One of the most surprising things about Yüna's current approach is how playful it is. With gold prices soaring, his team has leaned into silver and lower price point collections. "Now with gold so high, we love playing with silver...it's just fun again," he said during our walk-through.
Goatley's fingers are loaded with $72,000 in Greg Yüna custom diamond rings as she points out charm pieces and delicate pendants designed for everyone. "It's personal jewelry. If you notice it, you notice it." And lately, the gender rules are blurring. "Guys are wearing the colorful, playful pieces now," Yüna said. "And women are toning down. It’s cool to see the shift."
That ethos carries into collaborations like his "Perfect Match" design with painter Sue Tsai -- two gold matchsticks made for twin flames -- or the candy-inspired pendant he and Goatley created with NFL star Metcalf and Bazooka Candy Brands, complete with yellow diamonds and real functionality.
Though jewelry remains his core, Yüna's vision is multidisciplinary. Alongside Nick Semkiw, he co-owns Chica & The Don, a Flatiron restaurant offering Pan-Latin cuisine. He trains four days a week in the martial art Muay Thai to keep his mind and body balanced. And he's no stranger to the camera. In addition to consulting on the film, he appeared in the Safdie brothers' crime thriller Uncut Gems alongside Adam Sandler and continues to bring cinematic energy to his campaigns, often recreating iconic movie scenes with friends for photoshoots.
"I've always loved guerrilla marketing," Yüna said. "Now it's become cinematic -- Goodfellas, Home Alone 2, Sopranos. It's fun, and it ties my jewelry into culture in a way people connect with."
"I think of myself as more artist than jeweler," he added. "Jewelry is the medium, but the artistry is what connects people."
Yüna expanded internationally this year, opening a store in Tokyo. He says the move was about cultural exchange as much as commerce. "Japan is one of the most incredible places in the world," he said. "They embrace hip-hop and New York culture so deeply. To bring my brand there felt right."
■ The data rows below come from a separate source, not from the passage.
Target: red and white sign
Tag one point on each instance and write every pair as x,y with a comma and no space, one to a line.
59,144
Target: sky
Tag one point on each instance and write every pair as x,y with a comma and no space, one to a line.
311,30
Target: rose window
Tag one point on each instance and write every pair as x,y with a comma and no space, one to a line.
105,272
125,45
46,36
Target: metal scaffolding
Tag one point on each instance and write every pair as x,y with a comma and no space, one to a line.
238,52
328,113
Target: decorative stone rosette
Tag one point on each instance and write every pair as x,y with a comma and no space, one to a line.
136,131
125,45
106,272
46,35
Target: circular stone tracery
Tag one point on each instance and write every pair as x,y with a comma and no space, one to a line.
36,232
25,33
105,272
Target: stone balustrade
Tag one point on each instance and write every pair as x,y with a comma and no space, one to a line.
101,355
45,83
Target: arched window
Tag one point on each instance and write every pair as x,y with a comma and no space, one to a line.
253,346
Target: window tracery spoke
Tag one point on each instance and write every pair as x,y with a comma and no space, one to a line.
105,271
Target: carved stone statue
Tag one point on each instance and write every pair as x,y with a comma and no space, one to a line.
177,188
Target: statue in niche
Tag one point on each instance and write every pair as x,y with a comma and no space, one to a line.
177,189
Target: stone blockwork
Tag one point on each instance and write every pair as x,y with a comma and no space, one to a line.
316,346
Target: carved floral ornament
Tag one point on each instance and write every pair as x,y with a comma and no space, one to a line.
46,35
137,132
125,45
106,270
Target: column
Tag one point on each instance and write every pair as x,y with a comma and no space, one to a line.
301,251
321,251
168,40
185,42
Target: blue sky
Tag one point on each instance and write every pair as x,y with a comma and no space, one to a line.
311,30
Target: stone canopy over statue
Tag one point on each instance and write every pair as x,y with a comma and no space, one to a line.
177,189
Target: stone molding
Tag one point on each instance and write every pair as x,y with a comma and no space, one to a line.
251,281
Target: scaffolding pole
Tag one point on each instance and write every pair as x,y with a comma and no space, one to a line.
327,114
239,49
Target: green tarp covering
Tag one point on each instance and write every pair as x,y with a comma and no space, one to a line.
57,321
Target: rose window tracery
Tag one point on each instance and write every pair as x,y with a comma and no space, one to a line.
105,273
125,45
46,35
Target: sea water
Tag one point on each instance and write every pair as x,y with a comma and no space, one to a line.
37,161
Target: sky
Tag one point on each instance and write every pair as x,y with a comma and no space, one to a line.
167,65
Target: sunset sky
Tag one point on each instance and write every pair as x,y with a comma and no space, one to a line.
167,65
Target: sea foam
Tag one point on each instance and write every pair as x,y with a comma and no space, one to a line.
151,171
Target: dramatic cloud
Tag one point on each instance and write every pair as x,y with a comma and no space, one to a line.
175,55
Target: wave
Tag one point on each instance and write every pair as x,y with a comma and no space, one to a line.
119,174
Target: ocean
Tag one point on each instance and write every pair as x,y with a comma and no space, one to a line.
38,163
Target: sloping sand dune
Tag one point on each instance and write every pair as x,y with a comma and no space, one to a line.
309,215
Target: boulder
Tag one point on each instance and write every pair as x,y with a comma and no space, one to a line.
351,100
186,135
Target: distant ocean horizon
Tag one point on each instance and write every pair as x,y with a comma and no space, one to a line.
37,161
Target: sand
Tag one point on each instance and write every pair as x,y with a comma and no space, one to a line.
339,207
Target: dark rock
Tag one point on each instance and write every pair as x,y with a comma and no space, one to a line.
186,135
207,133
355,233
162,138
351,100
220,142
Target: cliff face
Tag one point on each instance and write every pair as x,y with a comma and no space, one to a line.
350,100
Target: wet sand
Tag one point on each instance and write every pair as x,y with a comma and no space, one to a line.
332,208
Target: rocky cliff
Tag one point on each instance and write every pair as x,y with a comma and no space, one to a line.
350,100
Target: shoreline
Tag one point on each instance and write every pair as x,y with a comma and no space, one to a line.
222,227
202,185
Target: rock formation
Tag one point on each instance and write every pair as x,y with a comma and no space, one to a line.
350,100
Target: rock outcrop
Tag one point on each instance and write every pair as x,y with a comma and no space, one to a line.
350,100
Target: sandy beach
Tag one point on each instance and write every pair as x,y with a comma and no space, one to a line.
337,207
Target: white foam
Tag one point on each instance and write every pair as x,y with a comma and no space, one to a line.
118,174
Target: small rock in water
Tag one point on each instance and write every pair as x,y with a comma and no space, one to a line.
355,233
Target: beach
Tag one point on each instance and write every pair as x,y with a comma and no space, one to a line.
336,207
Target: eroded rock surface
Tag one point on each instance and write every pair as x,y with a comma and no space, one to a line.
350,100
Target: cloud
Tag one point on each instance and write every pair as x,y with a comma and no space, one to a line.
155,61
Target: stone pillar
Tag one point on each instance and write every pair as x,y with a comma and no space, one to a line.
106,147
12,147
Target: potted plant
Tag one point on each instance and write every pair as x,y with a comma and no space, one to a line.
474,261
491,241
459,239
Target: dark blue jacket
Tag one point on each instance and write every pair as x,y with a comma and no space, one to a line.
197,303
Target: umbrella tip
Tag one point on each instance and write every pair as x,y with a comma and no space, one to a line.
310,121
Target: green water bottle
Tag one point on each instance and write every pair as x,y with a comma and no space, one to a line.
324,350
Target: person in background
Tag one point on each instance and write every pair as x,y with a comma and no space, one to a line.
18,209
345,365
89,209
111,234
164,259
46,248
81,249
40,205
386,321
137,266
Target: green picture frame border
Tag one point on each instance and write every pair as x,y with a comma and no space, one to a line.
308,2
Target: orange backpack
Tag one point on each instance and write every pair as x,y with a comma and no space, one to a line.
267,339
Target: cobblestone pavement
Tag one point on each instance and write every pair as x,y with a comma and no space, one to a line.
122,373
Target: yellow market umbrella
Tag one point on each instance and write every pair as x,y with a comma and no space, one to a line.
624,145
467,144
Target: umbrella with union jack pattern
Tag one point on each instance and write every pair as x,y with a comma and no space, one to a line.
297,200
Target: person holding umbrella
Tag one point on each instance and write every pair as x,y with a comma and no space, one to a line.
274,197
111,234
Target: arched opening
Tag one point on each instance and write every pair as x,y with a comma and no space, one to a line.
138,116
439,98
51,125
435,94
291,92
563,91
It's a milestone that cements his place not just as a New York jeweler but as a global tastemaker bridging fashion, music and lifestyle.
Despite the high-profile clients and million-dollar collaborations, Yüna insists his compass is simple: taste, humility and authenticity. He turns down projects that don't feel aligned even when the money is tempting. "Once you start doing money grabs you're not authentic anymore," he said. "It was never about the money for me."
Ask him about the future and he shrugs. "I've been winging it my whole life," he laughed. "And it's been working. I go by feel. Like putting on an outfit -- when you know it looks good you feel good."
When pressed, he says: "I've done a lot. At this point I'd love a family. That feels like the next step."
In the end, what makes Yüna compelling isn't just the glitter of his pieces or the celebrity names attached to them. It's the way he's managed to stay rooted in where he came from while pushing into new spaces with integrity.
From Queens to Nolita to Tokyo he's been guided less by a five-year plan than by intuition adaptability and taste.
"I just want to deliver the right piece to someone," he told Newsweek. "Something that makes them feel seen."
In an industry often defined by excess,Yüna has built his brand on restraint storytelling and connection.True to his mantra,the cleanest moves are indeed the quietest—GregYüna has proven that you don't have to be loud to be legendary.